News Update: Google to Shut Down Google+

Google+ has gone the way of the buffalo, but not for the reasons that many have predicted in recent years.

After coming clean about accidentally exposing 500,000 sensitive user records, Google shuttered its social network indefinitely.

In today’s digital era, data breaches aren’t much of a surprise anymore, but the devastating impacts remain a growing concern. Google’s move to completely demolish their foray into social media sends a powerful message.

Many messages, in fact.

A Brief Recap of the Life of Google Plus

Did you miss out on the Google+ craze in 2011?

Many marketers and businesses initially saw the platform as Google’s contender to Facebook. It was touted as a promising social media network for businesses to grow their online presence.

It didn’t work.

The user experience was lacking, offering watered-down features that reminded users why Facebook was still the network of choice.

The network has seen a number of facelifts, but they’ve never amounted to anything remarkable. With just 34 million active users and nearly 400 million accounts, it’s clear that Google Plus would never be a threat to Facebook.

Another issue that has plagued the platform for years is the number of spam accounts. Google’s spam filter failed to catch the majority of spam accounts and commenters, which may have contributed to a dwindling user base.

Suffice it to say, spam and security issues tend to be closely related. If it couldn’t send spammers back to where they belong, is it really much of a surprise that Google Plus security issues contributed to its demise?

Is Losing Google+ Really Much of a Loss?

First, if you’re thinking that the Google+ shutdown isn’t really much of a loss, you’re both right and wrong.

When it first launched in 2011, the platform quickly earned 10 million users within its first two weeks. Numbers climbed to 40 million within the first year. Statista notes that in 2018, nearly 60% of internet users were also on Google Plus.

That’s the total number of members. Engagement tells a much sadder story.

One analysis shows that of a random sampling of over half a million accounts, a whopping 90% had never posted anything. That’s a far cry from social media giant Facebook, where over 70% of its users are active daily.

The usage just never took off quite like other social media platforms, despite the fact that it’s powered by the Big G itself.

In this regard, the Google+ shutdown is a win for marketers who never saw its benefits and spent too much time and money trying to make it work. But the platform’s abrupt closure and the events leading up to it may just be a taste of what’s to come.

Google Is Sending a Message

It’s no secret that Google did the right thing by closing its social network. Even people that helped launch the product agreed that it was time to end it.

But its ghost town of a user base wasn’t the only trigger.

The major data breach fallout could have a ripple effect throughout the company. Closing the social platform could be the first step of many changes Google may see in the coming months and years.

The Data Breach Details

The latest Google news is that a bug in a third-party API is behind the Google security breach. However, it’s been noted that third-party developers were not allowed to have access to private profile data. The API was only allowed to log data for two-week periods.

Still, a 14-day span was enough for over half a million accounts to become affected.

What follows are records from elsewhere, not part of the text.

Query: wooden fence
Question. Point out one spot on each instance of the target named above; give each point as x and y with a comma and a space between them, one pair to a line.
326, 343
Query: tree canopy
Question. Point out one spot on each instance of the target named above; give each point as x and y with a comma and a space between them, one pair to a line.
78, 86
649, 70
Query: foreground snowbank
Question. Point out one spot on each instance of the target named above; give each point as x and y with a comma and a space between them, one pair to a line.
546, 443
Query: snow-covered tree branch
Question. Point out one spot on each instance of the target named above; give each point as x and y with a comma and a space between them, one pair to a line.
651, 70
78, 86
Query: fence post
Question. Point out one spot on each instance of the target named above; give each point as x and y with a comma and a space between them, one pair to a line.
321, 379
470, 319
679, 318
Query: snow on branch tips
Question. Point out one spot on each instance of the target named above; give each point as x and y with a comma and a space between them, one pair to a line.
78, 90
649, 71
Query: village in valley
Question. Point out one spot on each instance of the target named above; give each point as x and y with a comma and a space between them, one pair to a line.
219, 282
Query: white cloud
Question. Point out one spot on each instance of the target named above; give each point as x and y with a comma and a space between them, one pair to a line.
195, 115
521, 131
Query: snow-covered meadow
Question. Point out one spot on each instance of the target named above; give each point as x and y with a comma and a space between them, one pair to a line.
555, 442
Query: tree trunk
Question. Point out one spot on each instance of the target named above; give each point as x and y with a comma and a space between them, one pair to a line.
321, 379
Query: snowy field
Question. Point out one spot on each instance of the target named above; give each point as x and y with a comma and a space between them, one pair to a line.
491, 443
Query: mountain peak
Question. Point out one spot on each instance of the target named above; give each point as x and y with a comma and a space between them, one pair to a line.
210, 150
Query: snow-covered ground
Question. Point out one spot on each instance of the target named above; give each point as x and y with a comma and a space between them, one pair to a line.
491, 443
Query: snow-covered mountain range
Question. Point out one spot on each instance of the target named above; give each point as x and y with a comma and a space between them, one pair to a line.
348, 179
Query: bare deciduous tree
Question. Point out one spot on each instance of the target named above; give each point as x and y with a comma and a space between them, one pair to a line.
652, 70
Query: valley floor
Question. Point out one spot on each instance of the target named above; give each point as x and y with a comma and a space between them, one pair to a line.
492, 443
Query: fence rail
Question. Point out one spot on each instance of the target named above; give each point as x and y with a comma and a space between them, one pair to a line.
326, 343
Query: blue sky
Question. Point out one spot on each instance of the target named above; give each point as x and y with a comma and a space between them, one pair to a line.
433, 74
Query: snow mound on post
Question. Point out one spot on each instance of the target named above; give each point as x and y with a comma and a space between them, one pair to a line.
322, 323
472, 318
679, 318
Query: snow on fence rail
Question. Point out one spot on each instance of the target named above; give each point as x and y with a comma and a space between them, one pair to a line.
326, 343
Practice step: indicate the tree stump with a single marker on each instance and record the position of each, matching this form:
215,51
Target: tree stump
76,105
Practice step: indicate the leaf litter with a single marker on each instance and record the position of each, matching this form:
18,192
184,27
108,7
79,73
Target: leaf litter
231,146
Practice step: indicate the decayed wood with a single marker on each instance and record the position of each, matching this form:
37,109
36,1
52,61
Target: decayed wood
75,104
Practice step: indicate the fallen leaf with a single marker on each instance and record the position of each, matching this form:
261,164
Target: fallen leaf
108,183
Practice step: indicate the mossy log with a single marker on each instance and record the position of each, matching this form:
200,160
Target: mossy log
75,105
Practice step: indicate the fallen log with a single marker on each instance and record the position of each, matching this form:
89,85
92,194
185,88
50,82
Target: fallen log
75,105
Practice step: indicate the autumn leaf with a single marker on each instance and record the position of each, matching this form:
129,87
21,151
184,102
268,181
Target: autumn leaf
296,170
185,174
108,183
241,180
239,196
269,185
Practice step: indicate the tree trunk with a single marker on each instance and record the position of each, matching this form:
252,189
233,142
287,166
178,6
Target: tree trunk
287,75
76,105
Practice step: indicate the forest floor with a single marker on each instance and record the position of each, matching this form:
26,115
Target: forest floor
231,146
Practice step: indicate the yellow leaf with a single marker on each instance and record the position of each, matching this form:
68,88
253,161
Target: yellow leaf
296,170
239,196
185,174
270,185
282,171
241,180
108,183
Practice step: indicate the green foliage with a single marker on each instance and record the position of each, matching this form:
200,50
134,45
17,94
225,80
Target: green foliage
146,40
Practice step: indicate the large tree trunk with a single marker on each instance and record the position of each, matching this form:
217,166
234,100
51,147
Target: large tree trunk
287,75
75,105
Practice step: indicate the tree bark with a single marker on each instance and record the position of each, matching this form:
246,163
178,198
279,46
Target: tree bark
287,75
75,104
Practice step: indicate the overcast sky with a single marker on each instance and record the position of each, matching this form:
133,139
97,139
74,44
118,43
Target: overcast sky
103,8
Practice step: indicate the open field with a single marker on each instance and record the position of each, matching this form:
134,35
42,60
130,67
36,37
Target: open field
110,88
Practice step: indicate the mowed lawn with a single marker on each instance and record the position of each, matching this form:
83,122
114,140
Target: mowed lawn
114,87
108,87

Though the company generally notifies users of potential security issues, this particular problem didn’t meet the requirements. The company examines the data that was collected, if users need to be informed, if the data may have been abused, and if affected users could respond effectively.

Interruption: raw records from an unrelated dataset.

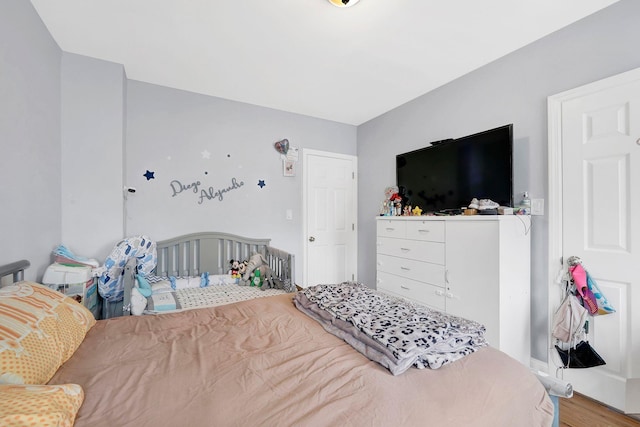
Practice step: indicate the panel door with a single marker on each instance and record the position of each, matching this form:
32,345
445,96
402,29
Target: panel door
601,201
331,239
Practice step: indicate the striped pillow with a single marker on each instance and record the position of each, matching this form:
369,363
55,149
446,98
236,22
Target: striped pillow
39,405
39,330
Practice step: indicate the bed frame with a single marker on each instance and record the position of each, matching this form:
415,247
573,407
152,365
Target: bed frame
196,253
15,269
191,253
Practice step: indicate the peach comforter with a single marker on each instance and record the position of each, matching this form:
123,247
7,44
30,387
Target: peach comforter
264,363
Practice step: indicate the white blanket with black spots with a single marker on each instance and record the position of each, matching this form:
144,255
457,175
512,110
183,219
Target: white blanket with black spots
388,330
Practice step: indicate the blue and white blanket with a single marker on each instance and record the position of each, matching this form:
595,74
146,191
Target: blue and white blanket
388,330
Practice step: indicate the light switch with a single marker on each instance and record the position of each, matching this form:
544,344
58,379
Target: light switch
537,206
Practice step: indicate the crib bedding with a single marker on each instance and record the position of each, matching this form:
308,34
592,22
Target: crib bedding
211,296
263,362
171,294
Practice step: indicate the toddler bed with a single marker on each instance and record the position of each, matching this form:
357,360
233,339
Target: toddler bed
191,272
257,362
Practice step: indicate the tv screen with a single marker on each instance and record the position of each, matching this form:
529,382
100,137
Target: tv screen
447,174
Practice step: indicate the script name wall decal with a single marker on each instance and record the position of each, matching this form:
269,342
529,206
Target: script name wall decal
211,193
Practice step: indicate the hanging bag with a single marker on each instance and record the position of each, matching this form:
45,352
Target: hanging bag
569,319
580,356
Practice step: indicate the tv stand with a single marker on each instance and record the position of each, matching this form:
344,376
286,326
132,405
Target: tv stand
476,267
448,212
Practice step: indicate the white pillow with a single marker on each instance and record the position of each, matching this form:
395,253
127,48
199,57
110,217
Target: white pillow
161,287
138,302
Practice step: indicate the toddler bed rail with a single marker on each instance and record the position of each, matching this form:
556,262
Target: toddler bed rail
197,253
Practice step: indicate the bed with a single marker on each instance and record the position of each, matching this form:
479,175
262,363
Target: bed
264,362
191,256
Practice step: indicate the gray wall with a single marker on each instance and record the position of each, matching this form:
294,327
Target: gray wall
29,138
513,89
168,131
92,128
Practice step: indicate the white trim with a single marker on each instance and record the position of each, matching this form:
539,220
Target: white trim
306,153
554,105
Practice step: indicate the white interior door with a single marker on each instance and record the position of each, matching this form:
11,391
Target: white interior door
330,209
598,136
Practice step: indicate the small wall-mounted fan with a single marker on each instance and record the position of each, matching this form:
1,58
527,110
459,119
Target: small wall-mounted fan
343,3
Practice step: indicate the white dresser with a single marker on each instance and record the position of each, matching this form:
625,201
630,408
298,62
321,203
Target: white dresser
476,267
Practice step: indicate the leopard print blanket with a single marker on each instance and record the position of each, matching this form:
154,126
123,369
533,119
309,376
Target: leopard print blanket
391,331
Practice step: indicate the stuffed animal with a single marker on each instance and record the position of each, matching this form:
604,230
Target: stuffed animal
264,277
235,268
255,261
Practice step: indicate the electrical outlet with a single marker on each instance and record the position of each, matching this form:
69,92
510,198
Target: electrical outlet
537,206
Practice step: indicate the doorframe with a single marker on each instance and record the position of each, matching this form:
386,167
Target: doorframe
554,116
306,153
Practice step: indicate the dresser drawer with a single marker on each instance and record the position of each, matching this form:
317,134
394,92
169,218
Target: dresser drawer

Though federal law doesn’t require disclosure of data breaches, California state law does, under certain conditions. Disclosures are only necessary if a user’s name and either a social security number, driver’s license number, car tag number, or health insurance or information.

In this case, the criteria weren’t met for a disclosure, but Google deemed it necessary to spill the beans anyway.

Here’s the clincher: the breach actually happened months ago, not shortly before Google announced the Google Plus closing. Google opted not to disclose it for fear of attracting scrutiny from regulatory agencies.

Given the scandal of Cambridge Analytica, it’s easy to see why they waited.

What Happens Next

Now that the situation is being more closely examined by agencies and the general public, could other skeletons be found in Google’s security closet?

Google fessed up to the issue and closed their social media platform in response. Google is also reviewing and reforming their policies pertaining to the data it shares with third parties.

But it also has many questioning the security of other ways they use Google – or the internet, in general. Google is such a major player in the digital field that other companies follow their lead. Whatever moves they make in response to the data breach, they’re setting a precedent.

In this case, it’s the closing of a product that was never very profitable or beloved by the public. Other companies facing similar situations in the future may feel obligated to do the same.

This situation is a clear reminder that no internet company is immune to security flaws. As a result, other companies should examine their own practices to avoid sharing the negativity spotlight with Google.

Predictions for the Future of Social Media

Whether you loved Google+ or hated it, it’s clear why Google is closing Google+. In short, Google+ Security leaks and poor user experience lead to its demise.

Be warned that its closure will leave a lasting impact on the social media landscape.

Users may become more cautious as to what they share with online companies. Lost trust can be difficult to recover, and it will be more important than ever for companies to present an honest image moving forward.